One thing I found in my dad’s garage was a collection of beautiful wooden pencils, accumulated over his career. He was an excellent scientist, mathematician and draughtsman, and he loved pencils also for their aesthetic qualities. Looking at these amazing pencils, a rainbow of colors, I perceive a now-vanished world of engineers, artists and writers who found them elegant, functional and beautiful. How many of these pencils are still manufactured today? Each is a different hardness, stamped with a code few people today even understand. They’re from many countries. Some are for writing on film, and say so on the sides. Others are from institutions like the Berkeley Public Library, or are curious mementos like the Blackfeet Indian Pencil.

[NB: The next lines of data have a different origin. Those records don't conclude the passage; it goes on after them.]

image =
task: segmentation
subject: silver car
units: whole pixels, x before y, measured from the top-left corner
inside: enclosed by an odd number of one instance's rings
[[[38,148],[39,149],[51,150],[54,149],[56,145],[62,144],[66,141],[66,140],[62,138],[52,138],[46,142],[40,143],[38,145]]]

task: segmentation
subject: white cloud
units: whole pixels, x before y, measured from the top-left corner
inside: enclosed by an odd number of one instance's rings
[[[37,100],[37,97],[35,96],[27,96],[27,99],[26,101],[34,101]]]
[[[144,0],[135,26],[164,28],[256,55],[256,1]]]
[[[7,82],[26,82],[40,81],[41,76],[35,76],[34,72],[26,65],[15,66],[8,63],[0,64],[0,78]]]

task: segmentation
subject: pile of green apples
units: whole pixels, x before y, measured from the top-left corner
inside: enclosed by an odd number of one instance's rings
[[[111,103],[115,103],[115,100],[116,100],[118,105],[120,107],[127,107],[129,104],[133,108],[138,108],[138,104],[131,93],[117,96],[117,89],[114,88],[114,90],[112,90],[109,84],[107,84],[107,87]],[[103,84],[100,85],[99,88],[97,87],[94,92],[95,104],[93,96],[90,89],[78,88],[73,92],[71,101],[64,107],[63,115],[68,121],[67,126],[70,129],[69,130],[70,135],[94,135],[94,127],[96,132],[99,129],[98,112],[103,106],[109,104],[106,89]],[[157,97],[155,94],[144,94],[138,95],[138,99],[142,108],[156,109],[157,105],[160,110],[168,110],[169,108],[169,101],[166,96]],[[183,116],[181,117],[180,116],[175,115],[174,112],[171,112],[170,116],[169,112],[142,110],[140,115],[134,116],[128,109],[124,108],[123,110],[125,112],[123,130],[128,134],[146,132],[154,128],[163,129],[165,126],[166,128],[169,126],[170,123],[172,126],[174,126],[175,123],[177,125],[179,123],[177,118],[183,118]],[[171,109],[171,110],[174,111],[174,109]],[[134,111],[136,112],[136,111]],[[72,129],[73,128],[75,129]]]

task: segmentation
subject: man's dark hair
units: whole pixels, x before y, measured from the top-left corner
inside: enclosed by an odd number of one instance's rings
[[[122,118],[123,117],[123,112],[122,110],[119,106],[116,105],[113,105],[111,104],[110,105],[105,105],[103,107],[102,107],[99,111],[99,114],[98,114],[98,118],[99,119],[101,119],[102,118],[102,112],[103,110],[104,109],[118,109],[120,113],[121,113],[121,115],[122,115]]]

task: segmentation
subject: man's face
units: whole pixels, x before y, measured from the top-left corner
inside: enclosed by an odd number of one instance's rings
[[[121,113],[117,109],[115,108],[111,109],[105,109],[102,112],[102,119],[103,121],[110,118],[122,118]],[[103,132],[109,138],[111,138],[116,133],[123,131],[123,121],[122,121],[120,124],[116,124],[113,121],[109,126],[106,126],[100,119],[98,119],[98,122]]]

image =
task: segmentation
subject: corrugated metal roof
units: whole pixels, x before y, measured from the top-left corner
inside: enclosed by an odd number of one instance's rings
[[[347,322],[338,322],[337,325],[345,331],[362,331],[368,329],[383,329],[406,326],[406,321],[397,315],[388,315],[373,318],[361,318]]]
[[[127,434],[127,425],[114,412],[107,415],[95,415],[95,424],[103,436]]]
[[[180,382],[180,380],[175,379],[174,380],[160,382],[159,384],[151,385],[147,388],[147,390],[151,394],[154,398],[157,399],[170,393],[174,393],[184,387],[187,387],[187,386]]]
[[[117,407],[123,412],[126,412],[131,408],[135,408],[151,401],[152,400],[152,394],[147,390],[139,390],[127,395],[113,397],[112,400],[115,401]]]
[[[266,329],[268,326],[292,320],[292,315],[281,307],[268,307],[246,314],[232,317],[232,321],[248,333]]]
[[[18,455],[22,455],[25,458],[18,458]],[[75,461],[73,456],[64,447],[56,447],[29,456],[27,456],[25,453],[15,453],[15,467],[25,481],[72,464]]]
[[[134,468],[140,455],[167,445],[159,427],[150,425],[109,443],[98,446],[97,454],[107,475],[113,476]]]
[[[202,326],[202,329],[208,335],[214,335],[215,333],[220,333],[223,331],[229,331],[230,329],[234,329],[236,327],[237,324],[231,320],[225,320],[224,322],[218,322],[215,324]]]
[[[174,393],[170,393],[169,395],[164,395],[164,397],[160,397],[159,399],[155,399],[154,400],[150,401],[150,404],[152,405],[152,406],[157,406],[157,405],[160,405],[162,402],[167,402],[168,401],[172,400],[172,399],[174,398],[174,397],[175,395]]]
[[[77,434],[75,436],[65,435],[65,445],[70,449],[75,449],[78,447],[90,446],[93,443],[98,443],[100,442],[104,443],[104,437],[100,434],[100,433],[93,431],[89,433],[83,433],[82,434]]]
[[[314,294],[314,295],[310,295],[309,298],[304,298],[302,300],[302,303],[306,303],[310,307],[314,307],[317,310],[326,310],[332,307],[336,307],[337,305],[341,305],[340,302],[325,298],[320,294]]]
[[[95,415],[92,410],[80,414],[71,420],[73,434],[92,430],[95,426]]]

I haven’t even started going through his collection of mechanical pencils yet.
They came from many countries. “Moustache Brand” No. 2 smooth drawing pencils from Briarcliff, N.J. anyone?
Utrecht professional red drawing pencils from Austria in various grades, plus a Kimberly 2H from the U.S.A.’s “General Pencil Co.” and a Castell 9000 H from Germany.
Manufacturers used to put a lot of effort into branding their pencils. Does this level of love, effort, elan, still exist?
Some pencils were made triangular, so they wouldn’t roll off the table. Japanese pencils look like a package of chopsticks.